What Your Hands Have Done. Nightwood Editions
The Book of Sensations. University of Calgary Press
The latest collection by Sheri-D Wilson could just as well be titled The Sensation of Books, since so much of it is given to ecstatic proclamations (and variations thereof) of her love of books. But her true love is synonymy. A reader’s arrival at the end of a good book is “a eucatastrophe / or a dyscatastrophe”; the smell of old books provides “exotic intoxication / biblical-stench blooms” in their “volumes of folio olfaction”; the compulsive case is diagnosed as that of “bibliophilic bibliobibuli / a bibliophagist bookworm / bibliophile literarian.”
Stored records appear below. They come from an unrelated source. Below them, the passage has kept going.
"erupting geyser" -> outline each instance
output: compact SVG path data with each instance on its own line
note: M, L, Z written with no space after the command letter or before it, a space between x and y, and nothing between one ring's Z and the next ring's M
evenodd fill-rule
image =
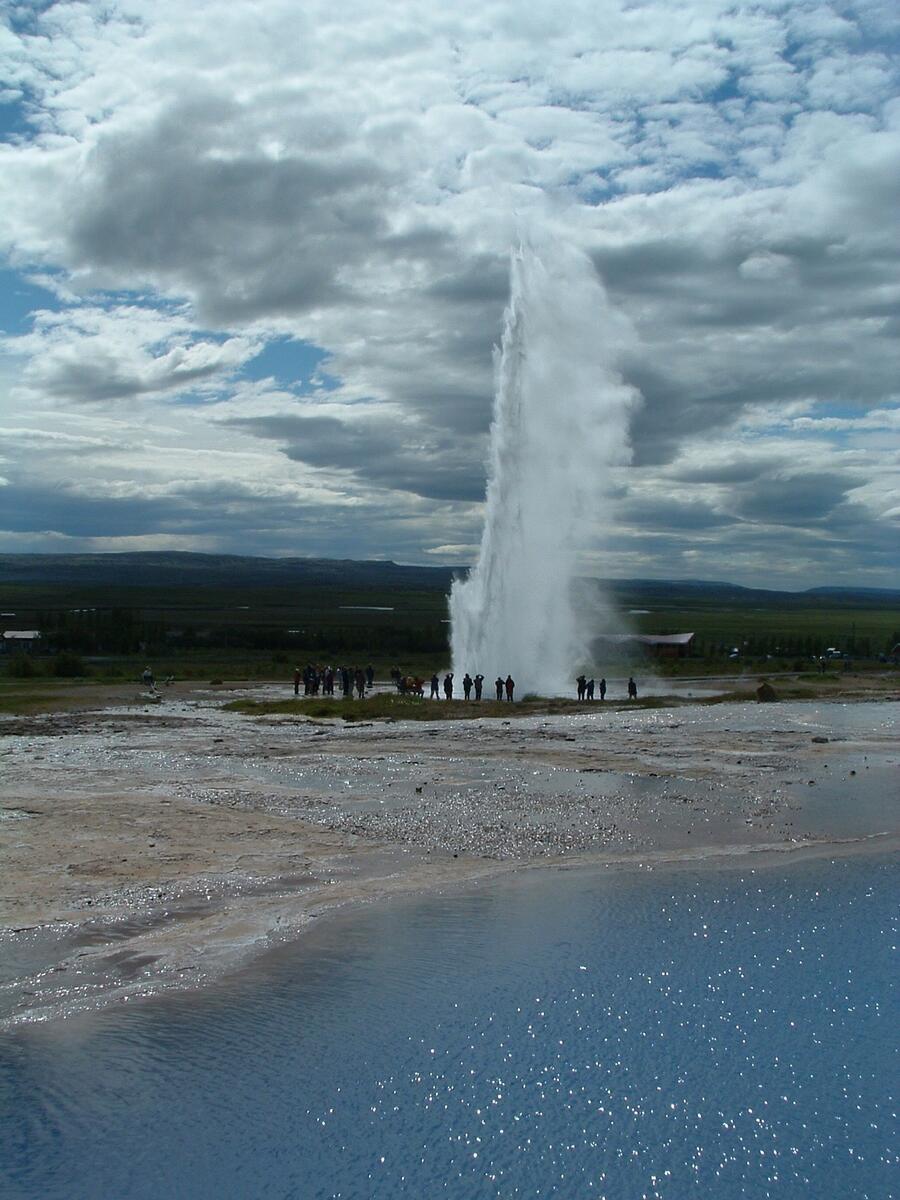
M628 327L585 255L520 248L510 291L481 548L450 594L453 670L481 672L486 695L508 673L517 696L568 695L589 632L572 585L608 525L638 393L617 367Z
In an age of conspicuous fetishism, this showy sort of mania is the equivalent of a streaker running through a strip bar. Wilson’s unapologetic commitment to rhapsody, which means having no fear of embarrassment or redundancy, makes me wonder what kind of Facebook user Walt Whitman might have been. From its title onwards, a poem like “Drones Kill” demonstrates how the message stays at the centre and the “poetics” is the elaboration, the repetition, the rhymes and wordplay that keep it there:
I guard the deep ID of my inner id
amid invisible lines on a neon grid
buzzing overhead, severing the sky
aerial robots with the bloodshot eye
of Sauron, of so long, of no long good-byes
of another apple-less piece of Miss American pie
The Tolkien invocation is indicative of the book’s enthusiasm for witchcraft, blended to no great surprise with “Scandalous Women” and “Forest Bathing” (two other titles). Behind the repeated call “back to the fire within” may be heard a tambourine and perhaps the backfiring of a magic bus.
Altogether less ethereal is Chris Bailey’s first book, What Your Hands Have Done. These are narrative poems, many of them told in the second person, which is always a risk and is here symptomatic of a general effort to efface the lyrical “I.” “A Slow Process,” the book’s longest poem, which recounts the death and funeral of “Grammie” in twenty-three vignettes, does have a first-person narrator, if only because the miniature epiphanies need him. Here he is at the coffin: “Someone says, / She looks so good. Dad agrees. I look at her once / more. It’s the lips. They never get the lips right.” And here he is at the poem’s end, interrupted by a three-year-old girl: “Then she wants a hug. / I don’t want to let her go.” Pathos, curtain.
The ostensibly lapidary, even workingman’s sense of language in these poems (which can be enjoyably ironic: “I even shave sometimes”) is sometimes punctuated by hesitation. In “Bachelor Party Blues,” the thesaurus takes the wheel as the narrator tries to “get a hooker / to dance for the groom-to-be” but he finds himself unable to “procure an escort” (italicized because this is the foreign language of negotiation) and so complains: “in a city / of thousands and nary a harlot to be had.” If “dance” thereafter seems all that much more a euphemism, the tonal differences between those nouns seem curiously obscured.
And sure, it’s clear sailing to melancholy prose from here.